That was the conversion that changed world history, wasn't it? Had he lost the battle, the entire course of human history would have changed. Mind boggling.
History is full of forgotten footnotes.
Constantine? All of history changed because he had a bizarre dream.
Einstein is who both warned FDR that German was pursuing something called the atomic bomb and told FDR such could be built. For this, operations were undertaken successfully against Germany's heavywater production (for which Germany's one attempt to detonate an atomic bomb failed) and the USA undertook the massive atomic bomb program.
Yet Einstein was a militant pacifist. What changed his mind? His sister was murdered in a concentration camp.
Or the windows opened in Hitler's bunker and the one-armed bomb carrier able to arm only one of the two suitcase bombs? Had he succeeded, the Germany army on the Atlantic wall was going to roll on Berlin to take out the SS and surrender to the USA, while turning all German forces singularly to stop Russia's advance. That failure lead to the rise of the USSR and oppression of all of Eastern Europe.
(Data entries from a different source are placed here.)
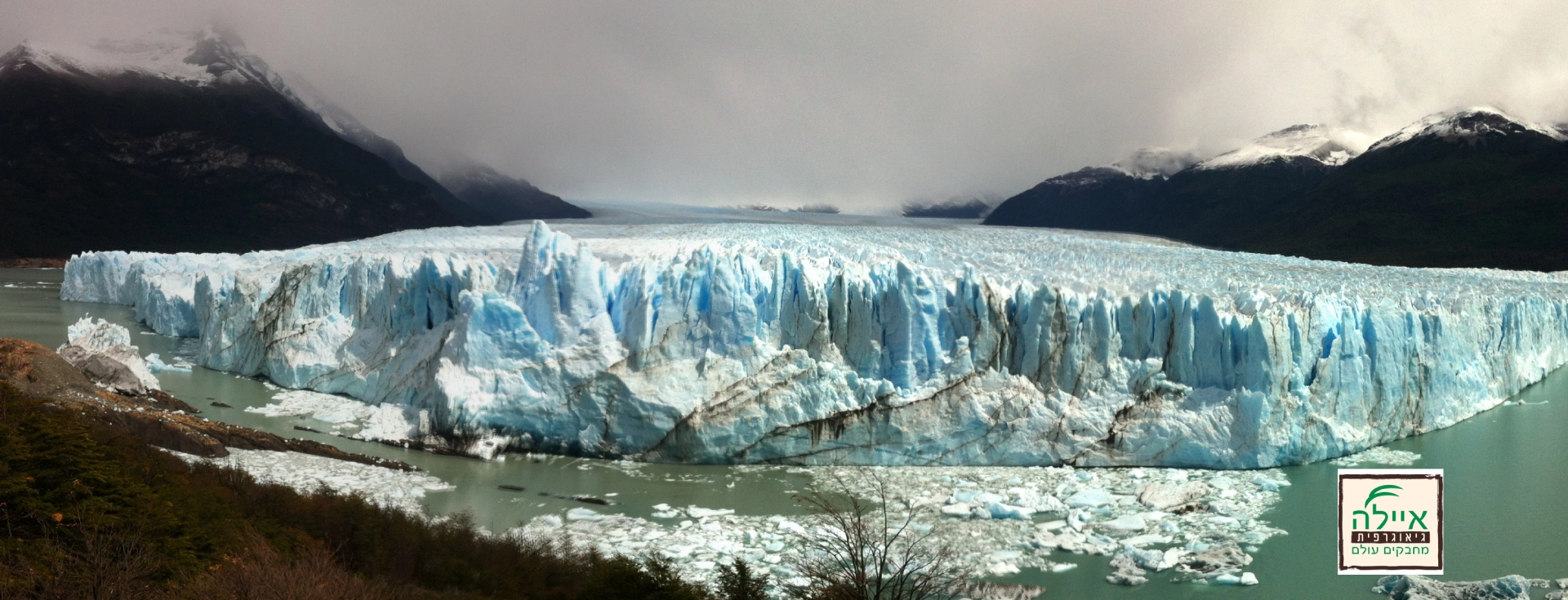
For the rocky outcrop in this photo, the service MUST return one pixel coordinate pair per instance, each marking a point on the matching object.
(154, 417)
(102, 351)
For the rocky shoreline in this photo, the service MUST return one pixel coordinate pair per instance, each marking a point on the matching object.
(154, 416)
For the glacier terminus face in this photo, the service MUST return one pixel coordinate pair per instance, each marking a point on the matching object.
(896, 345)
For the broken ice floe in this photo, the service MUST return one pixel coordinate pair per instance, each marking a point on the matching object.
(1380, 455)
(308, 473)
(1000, 519)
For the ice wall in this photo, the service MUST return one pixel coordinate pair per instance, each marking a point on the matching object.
(862, 345)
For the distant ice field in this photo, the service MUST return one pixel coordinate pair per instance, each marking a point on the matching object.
(729, 336)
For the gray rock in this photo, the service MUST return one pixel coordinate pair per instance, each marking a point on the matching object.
(102, 351)
(1423, 588)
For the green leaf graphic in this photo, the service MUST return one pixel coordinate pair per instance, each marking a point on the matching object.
(1379, 492)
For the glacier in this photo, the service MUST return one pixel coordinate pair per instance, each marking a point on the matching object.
(875, 345)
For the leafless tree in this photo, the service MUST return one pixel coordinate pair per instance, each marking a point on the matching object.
(869, 549)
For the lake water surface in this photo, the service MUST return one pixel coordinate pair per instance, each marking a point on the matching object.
(1506, 472)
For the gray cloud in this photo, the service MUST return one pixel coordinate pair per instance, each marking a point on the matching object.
(860, 104)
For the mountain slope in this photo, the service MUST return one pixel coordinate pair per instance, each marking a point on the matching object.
(1460, 189)
(350, 129)
(504, 198)
(187, 141)
(1104, 198)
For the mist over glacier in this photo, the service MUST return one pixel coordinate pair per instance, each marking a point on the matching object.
(817, 344)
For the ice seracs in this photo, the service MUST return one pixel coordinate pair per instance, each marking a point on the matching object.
(1317, 143)
(860, 345)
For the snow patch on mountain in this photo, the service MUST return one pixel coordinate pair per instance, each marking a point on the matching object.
(1327, 144)
(203, 57)
(1467, 124)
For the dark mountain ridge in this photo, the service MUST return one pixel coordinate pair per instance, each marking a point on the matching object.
(185, 141)
(504, 198)
(1460, 189)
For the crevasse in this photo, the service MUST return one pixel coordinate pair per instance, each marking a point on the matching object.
(862, 345)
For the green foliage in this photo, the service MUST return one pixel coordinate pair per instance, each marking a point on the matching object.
(739, 581)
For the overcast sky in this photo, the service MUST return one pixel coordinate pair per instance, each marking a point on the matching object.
(858, 104)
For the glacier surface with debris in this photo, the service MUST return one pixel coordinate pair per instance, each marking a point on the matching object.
(866, 344)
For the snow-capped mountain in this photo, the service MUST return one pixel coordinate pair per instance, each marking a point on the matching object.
(506, 198)
(199, 58)
(1468, 126)
(1470, 187)
(1317, 143)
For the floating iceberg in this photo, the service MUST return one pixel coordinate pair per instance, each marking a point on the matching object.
(802, 344)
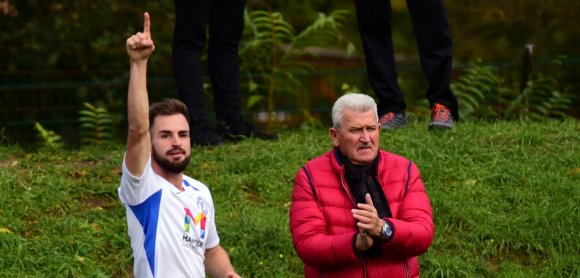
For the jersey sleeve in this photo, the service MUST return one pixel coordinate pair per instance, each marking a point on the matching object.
(213, 238)
(134, 190)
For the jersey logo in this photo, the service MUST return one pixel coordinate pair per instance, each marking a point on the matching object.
(199, 218)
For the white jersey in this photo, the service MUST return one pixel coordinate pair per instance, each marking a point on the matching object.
(169, 229)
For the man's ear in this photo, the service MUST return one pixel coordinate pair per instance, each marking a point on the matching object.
(334, 136)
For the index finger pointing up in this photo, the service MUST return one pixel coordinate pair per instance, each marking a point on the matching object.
(146, 23)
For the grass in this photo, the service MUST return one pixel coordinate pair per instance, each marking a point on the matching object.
(505, 196)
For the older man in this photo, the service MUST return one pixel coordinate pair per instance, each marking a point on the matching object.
(358, 211)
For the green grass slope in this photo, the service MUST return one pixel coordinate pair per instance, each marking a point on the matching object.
(505, 195)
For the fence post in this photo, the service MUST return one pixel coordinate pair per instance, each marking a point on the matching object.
(527, 66)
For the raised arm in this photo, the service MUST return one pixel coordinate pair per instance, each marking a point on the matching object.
(139, 48)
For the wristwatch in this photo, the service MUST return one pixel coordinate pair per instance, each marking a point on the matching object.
(386, 230)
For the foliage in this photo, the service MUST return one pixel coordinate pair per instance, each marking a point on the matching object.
(49, 139)
(540, 99)
(481, 93)
(274, 56)
(472, 90)
(504, 196)
(96, 125)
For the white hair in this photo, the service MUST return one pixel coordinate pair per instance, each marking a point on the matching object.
(354, 101)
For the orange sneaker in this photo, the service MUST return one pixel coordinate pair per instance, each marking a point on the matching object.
(441, 117)
(393, 120)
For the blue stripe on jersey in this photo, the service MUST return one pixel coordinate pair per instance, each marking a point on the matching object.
(187, 184)
(148, 215)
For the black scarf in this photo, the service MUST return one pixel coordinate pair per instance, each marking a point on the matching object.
(361, 179)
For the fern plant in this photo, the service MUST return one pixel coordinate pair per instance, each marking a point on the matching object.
(540, 99)
(49, 139)
(474, 91)
(96, 125)
(270, 50)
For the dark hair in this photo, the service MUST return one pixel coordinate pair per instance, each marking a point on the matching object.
(167, 107)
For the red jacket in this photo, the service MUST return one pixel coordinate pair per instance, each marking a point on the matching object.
(323, 228)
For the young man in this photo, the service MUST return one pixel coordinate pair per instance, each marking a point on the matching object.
(358, 211)
(170, 216)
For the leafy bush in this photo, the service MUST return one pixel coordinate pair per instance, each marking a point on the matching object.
(271, 50)
(48, 138)
(96, 125)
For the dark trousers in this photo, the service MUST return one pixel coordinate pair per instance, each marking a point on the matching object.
(435, 51)
(223, 21)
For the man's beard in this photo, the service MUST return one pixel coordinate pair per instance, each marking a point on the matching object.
(170, 166)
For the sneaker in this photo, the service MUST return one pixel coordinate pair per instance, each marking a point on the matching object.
(241, 130)
(393, 120)
(204, 136)
(441, 117)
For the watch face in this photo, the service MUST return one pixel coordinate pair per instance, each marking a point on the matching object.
(387, 231)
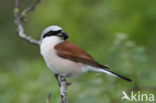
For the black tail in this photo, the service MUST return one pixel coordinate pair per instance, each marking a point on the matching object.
(107, 71)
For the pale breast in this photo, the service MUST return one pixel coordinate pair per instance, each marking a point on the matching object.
(58, 64)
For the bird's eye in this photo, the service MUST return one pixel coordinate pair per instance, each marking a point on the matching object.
(51, 33)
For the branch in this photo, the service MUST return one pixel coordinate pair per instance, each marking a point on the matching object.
(48, 99)
(18, 22)
(63, 88)
(20, 31)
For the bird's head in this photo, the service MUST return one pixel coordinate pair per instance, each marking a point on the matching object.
(54, 30)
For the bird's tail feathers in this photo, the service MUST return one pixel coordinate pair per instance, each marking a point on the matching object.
(109, 72)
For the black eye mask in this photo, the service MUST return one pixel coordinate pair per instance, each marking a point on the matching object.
(51, 33)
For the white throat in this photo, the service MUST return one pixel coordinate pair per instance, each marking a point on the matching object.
(49, 43)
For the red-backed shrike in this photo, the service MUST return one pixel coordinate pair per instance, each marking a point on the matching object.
(67, 59)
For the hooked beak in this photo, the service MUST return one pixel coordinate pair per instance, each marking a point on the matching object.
(64, 35)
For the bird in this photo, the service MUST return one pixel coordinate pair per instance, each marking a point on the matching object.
(65, 58)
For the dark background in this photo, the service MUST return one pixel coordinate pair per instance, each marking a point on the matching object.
(117, 33)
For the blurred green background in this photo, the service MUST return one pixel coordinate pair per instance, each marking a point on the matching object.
(117, 33)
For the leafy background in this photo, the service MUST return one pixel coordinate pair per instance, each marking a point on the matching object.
(117, 33)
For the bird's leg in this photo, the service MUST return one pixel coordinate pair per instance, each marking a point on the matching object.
(57, 78)
(62, 78)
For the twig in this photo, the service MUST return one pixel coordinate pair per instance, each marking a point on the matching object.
(63, 88)
(48, 98)
(20, 31)
(20, 28)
BUT for Hitler's genocide of Jews he would have had atomic bombs for the tips of his V2 missiles - which would have forced both the UK and Russia to surrender and made such as the Normandy landing impossible. That tiny detail that virtually no one knows or mentions, that footnote, is one a fact if it didn't exist Germany would have won the war and dominated the world as the only atomic weapons power and only nation with ballistic missiles to put them on - easily launched on the USA from submarines if need be.
As for the never ending conflict between Muslims and Christians? Muhammed FIRST approached the Christian and Jewish leadership declaring that Arabs too have the SAME God and therefore claimed they ALL were the same religion. The response of those leaders was to try to hunt down Muhammed to kill him and his followers. Had they accepted? Imagine the endless wars to this day that would never of happened.
The tornado that hit Washington DC in the war of 1812. The gale that took out the Spanish Armada. The heavy rain just before the battle between the Christians of Paris and the Muslim army so softening the ground the Muslim horses couldn't travel on it.
In the War of 1812 the British had won. Conquered DC. Setting the city on fire. And a tornado hits their army and then a drenching rainstorm putting out the fires? What the hell are the odds of both those happening at that exact moment and place? Yet such as that possibly defines world history more than all the grand plans of the most brilliant planners.
Little historic details and quirks of reality.
And there there is the original Sunni-Shia split. If only Muhammed had left a will saying who assumed his role?
Despite all the grand schemes, history is mostly written by inadvertent and seemingly small details, oversights and entirely unpredictable events.
Curiously, that is one abstract strong suggestion there is a God or some unknown Karma powers involved in world and human events.